Photo by Michael Owens/Zuffa LLC/Zuffa LLC
It looks like “Plant Man,” a product of Nate Diaz’s Game Up supplement company may have been the product behind the fighter’s flagged drug tests that nearly saw him pull out of UFC 244.
One of the most consistently vexing problems for fighters competing in the UFC is their relationship with the incredibly shady nutritional supplement industry. While some will debate the necessity for anyone to use supplements on a regular basis, for many athletes training multiple times a day (and looking for any recovery edge they can get) taking pills and powders often seems like a necessity.
Given the highly unregulated nature of the vitamin and supplement market, that puts athletes at a high risk for ingesting products tainted with performance enhancing drugs. Even, as it turns out, when they own the company producing them. That seems to be the awkward position Nate Diaz has found himself in.
Diaz recently ran into some trouble with USADA ahead of his planned bout against Jorge Masvidal at UFC 244. The drug testing organization flagged samples provided by Diaz for a “prohibited SARM (Selective Androgen Receptor Modulator), known as LGD-4033.” The limited amount of the substance present in his samples meant that Diaz was neither sanctioned, nor suspended—although he did nearly pull out of his bout against Masvidal on his own accord.
The fight went ahead as planned, with Diaz losing via a controversial 3rd round doctor stoppage, on November 2nd, at Madison Square Garden. However, (h/t to @dimspace on twitter) in a month and a half later – on December 19th – USADA partner Supplement411.org added a new supplement to their “High-Risk List.” The product? “Plant Man Multivitamin,” one of the core products produced by Game Up Nutrition.
Game Up first hit the market in 2018, a Facebook account for the company lists it as “Nick and Nate Diaz’s Game Up.” Plant Man is among the products shown on the company’s social media platforms, although it does not appear to be available on the Game Up website. In an interview back in June with Ariel Helwani, ahead of his bout with Anthony Pettis, Nate spoke about his role in starting the supplement and CBD manufacturing business.
“Game Up CBD, see, that’s my company,” Nate told Helwani. “That’s CBD, all CBD, no psychoactive—and we’re doing that now. Since the CBD has blown up for everybody else now, I’m like, ‘What the fuck?’ … So, we got the best stuff there is, the best stuff I like.

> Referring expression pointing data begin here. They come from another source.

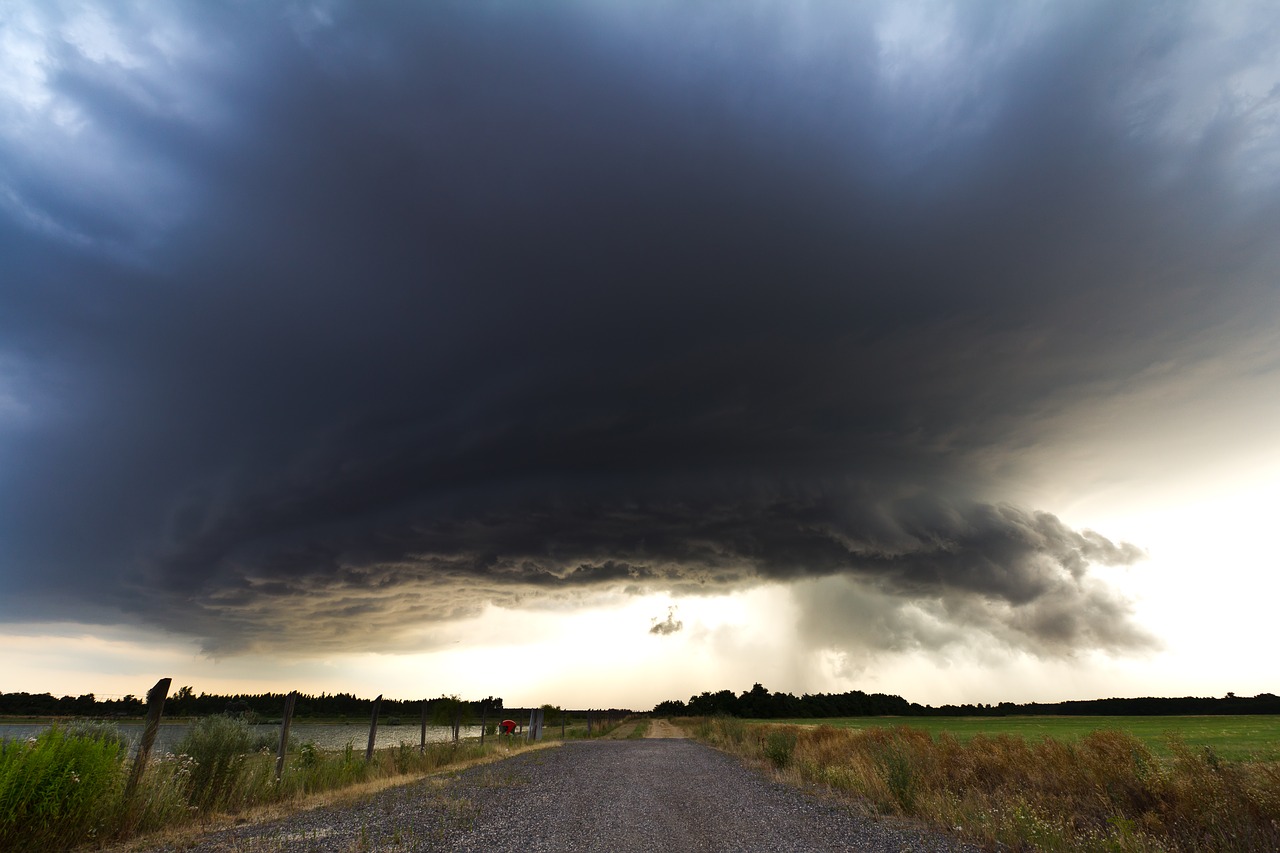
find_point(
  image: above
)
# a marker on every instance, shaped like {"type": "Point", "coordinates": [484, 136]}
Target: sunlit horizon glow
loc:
{"type": "Point", "coordinates": [607, 354]}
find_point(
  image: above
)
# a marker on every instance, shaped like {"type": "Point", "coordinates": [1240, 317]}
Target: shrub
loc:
{"type": "Point", "coordinates": [778, 747]}
{"type": "Point", "coordinates": [60, 789]}
{"type": "Point", "coordinates": [219, 747]}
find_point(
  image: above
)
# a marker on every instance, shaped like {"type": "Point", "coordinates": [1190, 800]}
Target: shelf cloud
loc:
{"type": "Point", "coordinates": [321, 327]}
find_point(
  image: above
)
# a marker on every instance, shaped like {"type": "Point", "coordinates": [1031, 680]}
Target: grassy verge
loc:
{"type": "Point", "coordinates": [65, 788]}
{"type": "Point", "coordinates": [1106, 792]}
{"type": "Point", "coordinates": [1233, 738]}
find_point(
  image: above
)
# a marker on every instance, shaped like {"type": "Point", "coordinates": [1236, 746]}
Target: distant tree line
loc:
{"type": "Point", "coordinates": [758, 703]}
{"type": "Point", "coordinates": [186, 703]}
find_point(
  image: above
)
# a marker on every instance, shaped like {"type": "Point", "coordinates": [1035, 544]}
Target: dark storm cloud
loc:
{"type": "Point", "coordinates": [382, 314]}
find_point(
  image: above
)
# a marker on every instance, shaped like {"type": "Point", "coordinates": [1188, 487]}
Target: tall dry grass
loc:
{"type": "Point", "coordinates": [1106, 793]}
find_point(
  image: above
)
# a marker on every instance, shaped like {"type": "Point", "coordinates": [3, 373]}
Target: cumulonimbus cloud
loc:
{"type": "Point", "coordinates": [469, 305]}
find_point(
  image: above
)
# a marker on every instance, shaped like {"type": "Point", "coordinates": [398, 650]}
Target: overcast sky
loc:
{"type": "Point", "coordinates": [334, 332]}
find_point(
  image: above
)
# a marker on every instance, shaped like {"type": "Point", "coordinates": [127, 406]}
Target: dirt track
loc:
{"type": "Point", "coordinates": [661, 793]}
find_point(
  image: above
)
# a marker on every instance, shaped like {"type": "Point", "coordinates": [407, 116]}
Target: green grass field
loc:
{"type": "Point", "coordinates": [1233, 738]}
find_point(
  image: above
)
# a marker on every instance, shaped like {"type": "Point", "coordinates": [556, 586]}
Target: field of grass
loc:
{"type": "Point", "coordinates": [1069, 784]}
{"type": "Point", "coordinates": [1232, 738]}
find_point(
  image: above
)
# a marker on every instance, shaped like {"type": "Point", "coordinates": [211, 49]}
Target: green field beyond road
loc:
{"type": "Point", "coordinates": [1233, 738]}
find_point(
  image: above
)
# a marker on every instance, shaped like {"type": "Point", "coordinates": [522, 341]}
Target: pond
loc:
{"type": "Point", "coordinates": [323, 735]}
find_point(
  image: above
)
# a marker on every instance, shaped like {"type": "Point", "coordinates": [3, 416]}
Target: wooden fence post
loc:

The liquids, the balms, all that shit. And then we made the same ingredient type of stuff, the best stuff I like, and we made our own brand. It’s gonna be a lifestyle brand, we’re gonna do all kinds of cool shit.”
A request for comment from Game Up about their manufacture of the product, and about Nate’s use of the product did not yield a response at the time of publishing. However, as noted in a very thorough breakdown of the situation from TheBodyLock.com, the substance responsible for USADA flagging Nate’s sample was described in a UFC statement as “two bottles of the same organic, vegan, plant-based daily mulivitamin.” And it just so happens that description, along with the LGD-4033 contaminant, makes Plant Man about the only thing on the High-Risk List that fits Nate’s situation.
From the image above, however, it appears that Diaz is lucky his samples only came up positive for LGD-4033 (the only ingredient found in the open bottles tested). Other, sealed bottles also tested positive for Ostarine—a substance that has been the cause for ongoing drug testing problems for not only Jon Jones, but also Sean O’Malley, Marvin Vettori, and Nicco Montano.
Unfortunately where exactly the blame lies for the unlisted ingredients in Plant Man is harder to pin down. Because supplements are often manufactured and bottled in facilities that create a large number of products for many different brands, tainting can occur at multiple points in the process. Some companies may use unlisted ingredients as a way to get their products to do the things that they claim to do, but – for many others – the presence of foreign substances is just a byproduct of an industry operating with little oversight, or interest in regulation. That’s a lesson it seems Nate Diaz had to find out the hard way.